Public Health: Shelter in Place Order (March 16, 2020): In effect 12:01am March 17, 2020 through 11:59pm April 7, 2020. Frequently Asked Questions interactive website regarding the Shelter In Place Order.


This page includes updates and links to resources related to the global outbreak of the novel coronavirus (COVID-19) as it affects Corte Madera residents. The Marin County Department of Health and Human Services is leading the local response to the coronavirus, in coordination with the California Department of Public Health and the Centers for Disease Control. 

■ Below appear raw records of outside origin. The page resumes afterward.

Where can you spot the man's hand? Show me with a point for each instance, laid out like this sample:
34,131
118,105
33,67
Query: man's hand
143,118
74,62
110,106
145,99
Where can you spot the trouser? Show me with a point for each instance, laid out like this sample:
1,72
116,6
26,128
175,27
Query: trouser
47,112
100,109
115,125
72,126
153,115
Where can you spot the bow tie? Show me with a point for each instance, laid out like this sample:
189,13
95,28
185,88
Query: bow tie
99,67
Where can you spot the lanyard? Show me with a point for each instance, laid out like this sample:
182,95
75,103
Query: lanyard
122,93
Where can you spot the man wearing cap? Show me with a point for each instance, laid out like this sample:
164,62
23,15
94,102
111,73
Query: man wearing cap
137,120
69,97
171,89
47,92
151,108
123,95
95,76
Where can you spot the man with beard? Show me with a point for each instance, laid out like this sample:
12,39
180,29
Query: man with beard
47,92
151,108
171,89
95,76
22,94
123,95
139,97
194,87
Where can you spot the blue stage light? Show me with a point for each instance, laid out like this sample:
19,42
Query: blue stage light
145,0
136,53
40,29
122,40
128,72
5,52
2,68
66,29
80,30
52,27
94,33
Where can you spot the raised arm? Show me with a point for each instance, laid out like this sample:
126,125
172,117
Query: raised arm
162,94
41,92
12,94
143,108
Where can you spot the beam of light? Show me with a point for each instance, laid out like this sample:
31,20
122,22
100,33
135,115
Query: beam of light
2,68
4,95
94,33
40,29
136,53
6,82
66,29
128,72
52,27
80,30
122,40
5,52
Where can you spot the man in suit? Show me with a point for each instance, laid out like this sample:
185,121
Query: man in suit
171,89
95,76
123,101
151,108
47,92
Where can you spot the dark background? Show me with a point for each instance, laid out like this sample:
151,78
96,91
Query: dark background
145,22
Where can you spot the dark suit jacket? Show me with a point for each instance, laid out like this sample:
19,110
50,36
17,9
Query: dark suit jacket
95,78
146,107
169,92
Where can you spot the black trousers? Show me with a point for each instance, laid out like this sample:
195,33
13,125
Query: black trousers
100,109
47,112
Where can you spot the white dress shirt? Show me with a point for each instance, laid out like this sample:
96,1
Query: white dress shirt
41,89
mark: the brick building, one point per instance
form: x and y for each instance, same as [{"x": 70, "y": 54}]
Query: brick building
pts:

If you have recently traveled to a geographic area with widespread or sustained community transmission and develop symptoms of a respiratory infection (cough or shortness of breath), stay home from school or work and contact your healthcare provider and inform them of your symptoms and travel history. Prior to planning travel, review the CDC’s travel guidelines.  

Questions

  • Marin Health and Human Services has launched a COVID-19 Information Line at (415) 473-7191. CA Relay Service, Dial 711. Phone calls will be answered Monday through Friday, 9:30 a.m. to 12:00 p.m. and 1:00 p.m. to 5:00 p.m.
  • Questions may also be submitted via email to COVID-19@marincounty.org

Updates from the County of Marin

Press Releases (PDF)   (Link to all public health orders)Status Updates 


Marin County Community Meeting - March 9, 2020

  • The Marin County Office of Education held a community meeting about the COVID-19 situation on March 9, 2020, in conjunction with Marin County Health and Human Services (HHS) and Kaiser Permanente. This meeting was streamed via Facebook Live and the archive is now available to watch here.

Coronavirus Informational Pages from Government Agencies


The Town of Corte Madera is monitoring and coordinating with the Marin County Health Department. The novel coronavirus is a member of the same family of viruses that causes common colds. Treatment is similar to that for other viral infections. Marin County Public Health encourages everyone to emphasize good hygiene to reduce the risk of infection with a respiratory virus, including Coronavirus. Thus, please incorporate the following practices:

  • Wash your hands frequently and thoroughly with soap and hot water for at least 20 seconds
  • When soap and hot water are not available, use an alcohol-based hand sanitizer
  • Cover your cough or sneeze with the crook of your arm, not your hands
  • Avoid touching your face, including the inside of your nose 
  • Stay home from work or school if you are sick
  • Get your flu shot to protect against flu

If you have recently returned from a country with ongoing coronavirus infections, monitor your health and contact your healthcare provider if you develop upper respiratory symptoms such as fever, cough or shortness of breath.

Health experts agree that the measures taken have been effective in containing the coronavirus, but that if precautions are not taken, the coronavirus could spread to communities across the United States.You should prepare for the possibility disruption of day-to-day activities that an outbreak will cause.  

THINGS YOU CAN DO INCLUDE:

  • Ensure you have adequate supply of essential medicines
  • Prepare a childcare plan if the childcare is not available (including school closures)
  • Staying up to date with trusted resources (e.g., CDC)
  • Have sufficient food in the event you have to stay home

Marin residents who have recently returned from areas with community transmission of coronavirus, such as Italy, are considered low risk and are not being asked to stay isolated at home. If a resident develops symptoms such as fever, cough or difficulty breathing, however, they should contact their healthcare provider, report their symptoms and travel history to such health care professionals.